Contingent consideration-cash

         $ 765       $ 765             $ 380       $ 380   

The Company's Level 1 financial assets are money market funds whose fair values are based on quoted market prices. The Company does not have any Level 2 financial assets or liabilities. The Company's Level 3 financial liabilities are related to the fair value of the contingent consideration (the earn-out to be paid in cash) in connection with the RetinaLabs and Ocunetics acquisition. At December 31, 2011, observable market information was not available to determine the fair value of the Company's contingent consideration. Therefore, the fair value is based on valuation models that relied on Level 3 inputs including those that are based on probability of outcomes, expected cash flow streams, market discount rates and overall capital market liquidity.
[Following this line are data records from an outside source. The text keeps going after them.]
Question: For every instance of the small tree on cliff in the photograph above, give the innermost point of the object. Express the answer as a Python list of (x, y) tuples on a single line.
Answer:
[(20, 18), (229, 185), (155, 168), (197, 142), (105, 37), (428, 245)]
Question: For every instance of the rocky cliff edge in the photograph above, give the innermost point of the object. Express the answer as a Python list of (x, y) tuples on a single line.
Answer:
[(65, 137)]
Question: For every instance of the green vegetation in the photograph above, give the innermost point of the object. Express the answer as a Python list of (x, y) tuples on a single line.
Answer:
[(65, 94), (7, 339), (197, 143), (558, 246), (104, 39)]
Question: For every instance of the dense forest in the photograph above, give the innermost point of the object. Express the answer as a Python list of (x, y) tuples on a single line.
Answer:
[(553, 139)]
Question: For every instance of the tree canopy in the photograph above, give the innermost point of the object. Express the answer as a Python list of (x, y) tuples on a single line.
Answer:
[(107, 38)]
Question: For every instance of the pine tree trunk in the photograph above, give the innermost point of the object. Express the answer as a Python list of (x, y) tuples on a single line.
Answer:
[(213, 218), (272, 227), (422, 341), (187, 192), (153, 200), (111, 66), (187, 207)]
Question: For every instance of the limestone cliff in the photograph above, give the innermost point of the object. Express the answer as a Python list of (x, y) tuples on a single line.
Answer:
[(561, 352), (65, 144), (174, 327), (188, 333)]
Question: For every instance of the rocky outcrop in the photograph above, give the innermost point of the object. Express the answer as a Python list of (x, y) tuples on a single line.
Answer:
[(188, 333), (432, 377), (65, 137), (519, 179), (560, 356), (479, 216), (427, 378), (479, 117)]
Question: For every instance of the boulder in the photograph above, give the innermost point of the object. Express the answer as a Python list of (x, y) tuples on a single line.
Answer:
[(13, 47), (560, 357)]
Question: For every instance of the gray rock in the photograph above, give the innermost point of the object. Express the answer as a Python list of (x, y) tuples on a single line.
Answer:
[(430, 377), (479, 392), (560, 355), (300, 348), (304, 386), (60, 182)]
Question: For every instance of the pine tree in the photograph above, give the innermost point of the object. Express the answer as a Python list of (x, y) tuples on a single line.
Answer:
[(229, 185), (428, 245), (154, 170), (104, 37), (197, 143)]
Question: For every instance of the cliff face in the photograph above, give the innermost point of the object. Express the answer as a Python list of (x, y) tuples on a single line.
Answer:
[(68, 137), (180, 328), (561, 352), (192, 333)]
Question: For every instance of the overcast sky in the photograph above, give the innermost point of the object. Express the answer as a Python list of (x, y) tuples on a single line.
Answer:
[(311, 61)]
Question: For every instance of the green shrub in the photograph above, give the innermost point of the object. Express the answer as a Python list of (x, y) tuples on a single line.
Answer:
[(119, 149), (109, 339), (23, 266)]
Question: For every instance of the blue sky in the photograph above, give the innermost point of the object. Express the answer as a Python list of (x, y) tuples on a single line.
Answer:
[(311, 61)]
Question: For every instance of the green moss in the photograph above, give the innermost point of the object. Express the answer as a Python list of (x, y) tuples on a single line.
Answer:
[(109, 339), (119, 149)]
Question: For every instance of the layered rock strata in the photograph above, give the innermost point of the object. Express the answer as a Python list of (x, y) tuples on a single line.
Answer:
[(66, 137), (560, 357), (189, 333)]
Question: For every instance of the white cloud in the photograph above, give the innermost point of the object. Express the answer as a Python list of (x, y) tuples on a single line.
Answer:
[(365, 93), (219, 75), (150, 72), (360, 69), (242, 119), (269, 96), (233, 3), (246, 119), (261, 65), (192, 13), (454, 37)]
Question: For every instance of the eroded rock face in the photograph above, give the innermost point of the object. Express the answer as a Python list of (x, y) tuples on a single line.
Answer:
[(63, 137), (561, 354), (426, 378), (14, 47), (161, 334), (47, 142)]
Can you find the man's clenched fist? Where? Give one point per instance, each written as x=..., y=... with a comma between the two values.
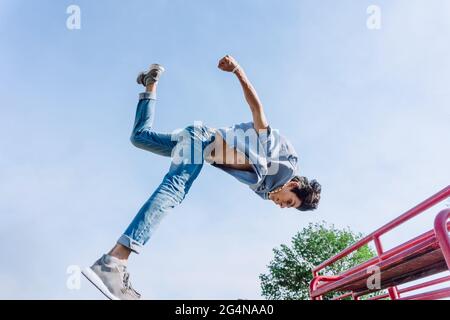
x=228, y=63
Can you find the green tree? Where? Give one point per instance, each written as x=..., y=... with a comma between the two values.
x=290, y=271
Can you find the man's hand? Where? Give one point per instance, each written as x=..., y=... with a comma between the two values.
x=228, y=63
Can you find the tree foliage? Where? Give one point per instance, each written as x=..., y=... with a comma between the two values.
x=290, y=271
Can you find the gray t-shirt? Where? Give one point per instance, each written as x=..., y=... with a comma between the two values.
x=272, y=156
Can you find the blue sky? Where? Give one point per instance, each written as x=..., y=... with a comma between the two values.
x=367, y=112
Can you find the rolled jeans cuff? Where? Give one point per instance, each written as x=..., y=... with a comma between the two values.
x=131, y=244
x=147, y=96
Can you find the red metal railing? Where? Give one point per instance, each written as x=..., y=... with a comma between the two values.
x=440, y=231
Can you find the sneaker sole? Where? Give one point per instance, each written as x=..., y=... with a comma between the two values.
x=98, y=283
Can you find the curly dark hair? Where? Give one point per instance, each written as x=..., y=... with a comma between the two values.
x=308, y=192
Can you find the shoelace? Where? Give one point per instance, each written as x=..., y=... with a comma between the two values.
x=127, y=283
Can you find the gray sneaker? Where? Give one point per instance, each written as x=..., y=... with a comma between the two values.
x=151, y=76
x=111, y=278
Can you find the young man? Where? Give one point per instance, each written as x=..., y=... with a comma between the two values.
x=252, y=152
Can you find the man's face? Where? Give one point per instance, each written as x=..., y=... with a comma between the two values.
x=285, y=198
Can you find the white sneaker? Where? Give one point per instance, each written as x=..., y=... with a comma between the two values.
x=151, y=76
x=110, y=276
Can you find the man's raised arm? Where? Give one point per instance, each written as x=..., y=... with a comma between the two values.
x=229, y=64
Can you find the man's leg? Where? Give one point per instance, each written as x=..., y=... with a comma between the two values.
x=186, y=166
x=143, y=135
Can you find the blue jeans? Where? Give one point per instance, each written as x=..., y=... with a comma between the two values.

The valuation of the earn-out liability related to the RetinaLabs and Ocunetics acquisition are subject to uncertainties that are difficult to predict.

The following table provides a reconciliation of the beginning and ending balances of the contingent consideration – cash (Level 3 liabilities) (in thousands):

 

Balance as of January 1, 2011

   $  380   

Addition of earn-out related to Ocunetics, Inc. acquisition

     105   

Change in fair value of contingent consideration

     280   
  

 

 

 

Balance as of December 31, 2011

   $ 765   
  

 

 

 

The change in the contingent consideration during fiscal year 2011 was due to the acquisition of Ocunetics and an increase in the fair value of the remaining RetinaLabs contingent consideration as a result of improving expectations of future cash flows.